How We Compress Office Documents
Modern Office documents (DOCX and PPTX) are actually ZIP archives containing XML files and embedded media. The biggest contributor to file size is usually embedded images—photos, screenshots, and graphics inserted into your documents.
Our compression focuses on optimizing these embedded images using the same techniques as our standalone image compressors, while leaving text, formatting, and document structure completely untouched.
What Gets Compressed
- Embedded images: Photos, screenshots, and graphics are recompressed
- JPEG images: Re-encoded with MozJPEG for smaller files
- PNG images: Optimized with smart palette reduction (never converted to JPEG, preserving sharp edges)
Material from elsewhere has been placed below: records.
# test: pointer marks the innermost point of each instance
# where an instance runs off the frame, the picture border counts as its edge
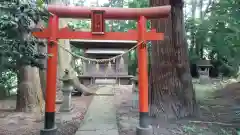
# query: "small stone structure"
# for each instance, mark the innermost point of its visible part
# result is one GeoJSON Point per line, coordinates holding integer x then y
{"type": "Point", "coordinates": [135, 90]}
{"type": "Point", "coordinates": [203, 70]}
{"type": "Point", "coordinates": [67, 89]}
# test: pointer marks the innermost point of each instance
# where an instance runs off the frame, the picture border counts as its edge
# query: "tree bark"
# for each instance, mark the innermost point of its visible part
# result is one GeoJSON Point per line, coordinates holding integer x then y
{"type": "Point", "coordinates": [29, 96]}
{"type": "Point", "coordinates": [171, 91]}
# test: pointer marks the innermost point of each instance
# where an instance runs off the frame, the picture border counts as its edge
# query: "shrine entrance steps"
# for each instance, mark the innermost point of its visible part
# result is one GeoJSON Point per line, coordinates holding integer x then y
{"type": "Point", "coordinates": [100, 118]}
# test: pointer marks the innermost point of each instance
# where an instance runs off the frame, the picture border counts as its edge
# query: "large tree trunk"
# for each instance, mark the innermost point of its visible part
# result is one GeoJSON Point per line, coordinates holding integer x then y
{"type": "Point", "coordinates": [29, 96]}
{"type": "Point", "coordinates": [171, 90]}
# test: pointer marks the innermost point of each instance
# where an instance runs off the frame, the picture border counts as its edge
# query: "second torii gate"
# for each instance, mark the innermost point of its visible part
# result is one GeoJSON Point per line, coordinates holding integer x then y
{"type": "Point", "coordinates": [98, 16]}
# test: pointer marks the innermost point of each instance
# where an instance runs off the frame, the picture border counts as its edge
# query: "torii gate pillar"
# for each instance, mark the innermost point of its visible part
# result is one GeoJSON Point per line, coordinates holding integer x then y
{"type": "Point", "coordinates": [98, 15]}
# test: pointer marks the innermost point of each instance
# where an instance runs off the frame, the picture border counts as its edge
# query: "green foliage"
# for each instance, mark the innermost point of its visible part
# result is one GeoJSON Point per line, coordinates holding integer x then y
{"type": "Point", "coordinates": [217, 33]}
{"type": "Point", "coordinates": [17, 46]}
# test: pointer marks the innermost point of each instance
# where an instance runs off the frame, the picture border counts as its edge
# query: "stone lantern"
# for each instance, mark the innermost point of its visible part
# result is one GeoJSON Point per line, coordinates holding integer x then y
{"type": "Point", "coordinates": [67, 89]}
{"type": "Point", "coordinates": [203, 67]}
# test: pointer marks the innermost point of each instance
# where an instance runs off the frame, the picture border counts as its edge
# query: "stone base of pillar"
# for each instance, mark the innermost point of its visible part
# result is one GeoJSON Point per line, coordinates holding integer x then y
{"type": "Point", "coordinates": [144, 131]}
{"type": "Point", "coordinates": [66, 109]}
{"type": "Point", "coordinates": [52, 131]}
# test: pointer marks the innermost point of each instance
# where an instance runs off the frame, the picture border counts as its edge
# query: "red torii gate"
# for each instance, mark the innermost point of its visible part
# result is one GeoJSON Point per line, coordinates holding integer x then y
{"type": "Point", "coordinates": [98, 16]}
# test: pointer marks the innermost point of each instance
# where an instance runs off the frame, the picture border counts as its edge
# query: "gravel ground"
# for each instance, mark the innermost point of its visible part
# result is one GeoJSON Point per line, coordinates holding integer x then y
{"type": "Point", "coordinates": [127, 116]}
{"type": "Point", "coordinates": [19, 123]}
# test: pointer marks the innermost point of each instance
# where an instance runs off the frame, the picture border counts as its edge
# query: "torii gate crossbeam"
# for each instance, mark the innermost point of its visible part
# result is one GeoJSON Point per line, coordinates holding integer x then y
{"type": "Point", "coordinates": [98, 16]}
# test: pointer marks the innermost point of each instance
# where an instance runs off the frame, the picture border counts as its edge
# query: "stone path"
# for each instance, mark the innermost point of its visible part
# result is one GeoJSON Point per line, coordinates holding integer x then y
{"type": "Point", "coordinates": [101, 115]}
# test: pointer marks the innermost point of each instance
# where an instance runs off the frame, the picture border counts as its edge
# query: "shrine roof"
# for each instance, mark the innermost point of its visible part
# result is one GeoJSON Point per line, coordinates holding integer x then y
{"type": "Point", "coordinates": [103, 43]}
{"type": "Point", "coordinates": [104, 51]}
{"type": "Point", "coordinates": [204, 63]}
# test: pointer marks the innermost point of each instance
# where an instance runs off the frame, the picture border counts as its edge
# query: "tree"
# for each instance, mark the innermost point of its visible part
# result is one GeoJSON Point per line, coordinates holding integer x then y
{"type": "Point", "coordinates": [19, 51]}
{"type": "Point", "coordinates": [171, 90]}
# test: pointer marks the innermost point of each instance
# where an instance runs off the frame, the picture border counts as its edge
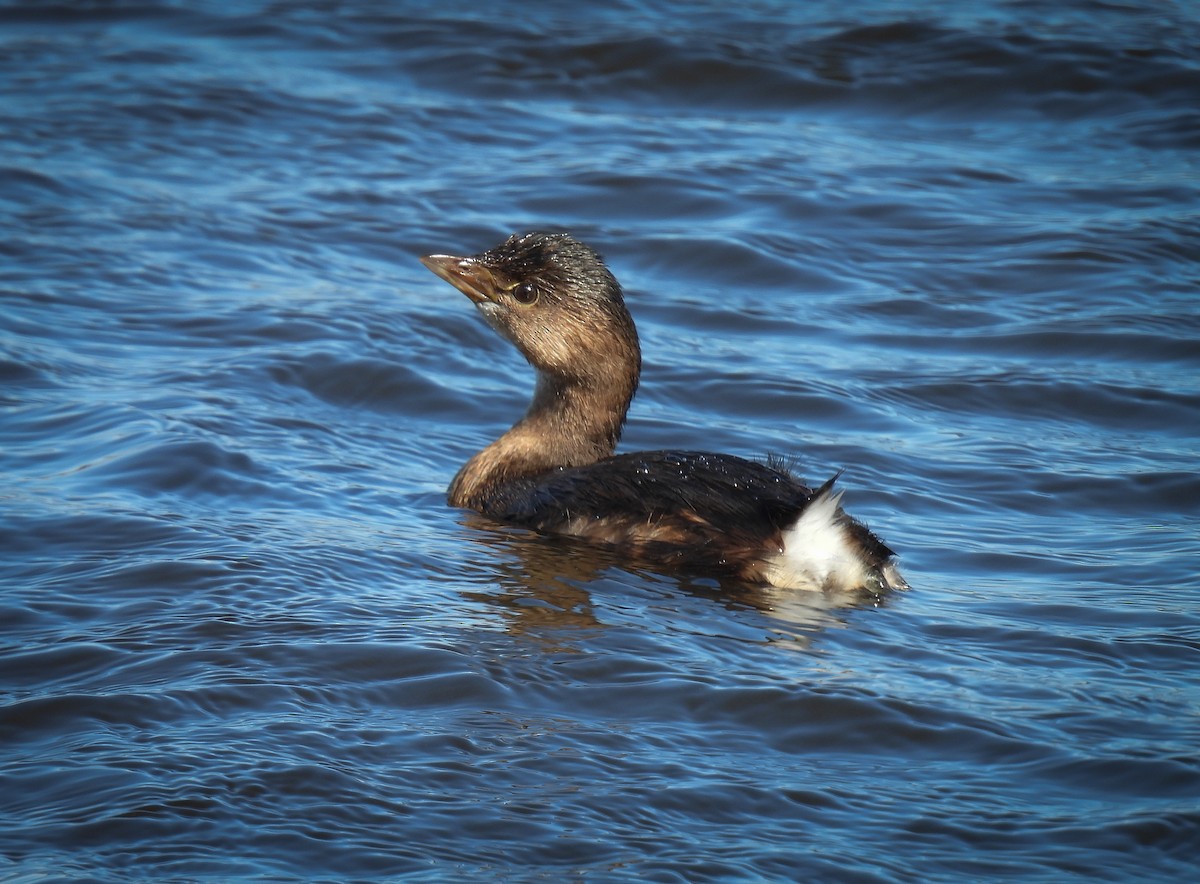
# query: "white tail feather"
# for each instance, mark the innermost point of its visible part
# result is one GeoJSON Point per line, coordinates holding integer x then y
{"type": "Point", "coordinates": [819, 552]}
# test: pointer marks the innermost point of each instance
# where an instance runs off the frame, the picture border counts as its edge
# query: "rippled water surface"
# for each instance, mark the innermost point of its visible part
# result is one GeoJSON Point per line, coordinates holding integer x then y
{"type": "Point", "coordinates": [952, 248]}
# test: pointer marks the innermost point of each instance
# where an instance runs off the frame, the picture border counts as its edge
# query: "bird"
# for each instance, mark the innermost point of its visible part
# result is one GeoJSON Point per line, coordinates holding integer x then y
{"type": "Point", "coordinates": [556, 470]}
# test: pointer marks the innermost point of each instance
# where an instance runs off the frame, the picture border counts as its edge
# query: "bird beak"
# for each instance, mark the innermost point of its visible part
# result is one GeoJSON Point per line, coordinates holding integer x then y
{"type": "Point", "coordinates": [465, 274]}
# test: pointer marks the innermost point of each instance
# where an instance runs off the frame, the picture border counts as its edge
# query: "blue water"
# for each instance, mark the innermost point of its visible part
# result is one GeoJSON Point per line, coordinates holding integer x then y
{"type": "Point", "coordinates": [952, 248]}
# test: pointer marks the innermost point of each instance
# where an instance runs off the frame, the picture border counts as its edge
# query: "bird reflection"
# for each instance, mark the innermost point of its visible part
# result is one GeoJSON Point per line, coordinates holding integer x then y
{"type": "Point", "coordinates": [545, 593]}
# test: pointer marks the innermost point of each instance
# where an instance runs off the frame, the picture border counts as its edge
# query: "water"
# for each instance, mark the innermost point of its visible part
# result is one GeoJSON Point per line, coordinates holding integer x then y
{"type": "Point", "coordinates": [949, 247]}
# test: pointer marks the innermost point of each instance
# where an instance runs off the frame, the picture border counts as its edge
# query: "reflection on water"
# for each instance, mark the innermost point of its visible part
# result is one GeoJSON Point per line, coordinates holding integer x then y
{"type": "Point", "coordinates": [948, 247]}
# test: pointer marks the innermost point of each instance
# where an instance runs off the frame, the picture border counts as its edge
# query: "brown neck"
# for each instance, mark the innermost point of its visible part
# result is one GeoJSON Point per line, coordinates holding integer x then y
{"type": "Point", "coordinates": [569, 424]}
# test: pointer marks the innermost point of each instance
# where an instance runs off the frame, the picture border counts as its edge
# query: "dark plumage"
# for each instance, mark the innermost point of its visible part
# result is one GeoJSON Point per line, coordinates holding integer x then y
{"type": "Point", "coordinates": [555, 470]}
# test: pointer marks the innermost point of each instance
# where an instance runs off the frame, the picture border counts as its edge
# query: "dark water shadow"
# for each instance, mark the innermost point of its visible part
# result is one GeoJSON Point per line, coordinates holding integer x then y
{"type": "Point", "coordinates": [547, 585]}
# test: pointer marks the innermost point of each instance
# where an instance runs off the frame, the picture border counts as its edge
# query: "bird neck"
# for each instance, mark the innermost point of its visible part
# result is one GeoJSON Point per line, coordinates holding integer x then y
{"type": "Point", "coordinates": [570, 422]}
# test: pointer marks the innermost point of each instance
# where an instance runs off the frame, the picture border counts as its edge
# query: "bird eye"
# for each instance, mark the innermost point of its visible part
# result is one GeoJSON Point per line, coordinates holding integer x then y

- Oversized images: Downsampled if resolution exceeds document needs
Note: Very small images (under 5 KB) are skipped to avoid processing overhead.
What We Preserve
- All text and formatting — Fonts, styles, and layout unchanged
- Charts and SmartArt — Vector graphics remain crisp
- Tables and layouts — Structure fully preserved
- Animations and transitions — PowerPoint effects work normally
- Hyperlinks and references — Links remain functional
- Comments and tracked changes — Review features preserved
Expected Results
Compression results depend entirely on how many images are embedded in your document:
| Document Type | Typical Savings |
|---|---|
| Photo-heavy presentations | 50-80% |
| Documents with screenshots | 40-60% |
| Mixed content (text + images) | 20-40% |
| Text-heavy documents | 5-20% |
| Already optimized files | 0-10% |
Supported Formats
| Application | Supported | Not Supported |
|---|---|---|
| Word | .docx (Office 2007+) | .doc (legacy) |
| PowerPoint | .pptx (Office 2007+) | .ppt (legacy) |
Note: Legacy formats (.doc, .ppt) use a binary format that doesn't support the same optimization techniques. If you need to compress legacy files, first save them as .docx or .pptx in Microsoft Office.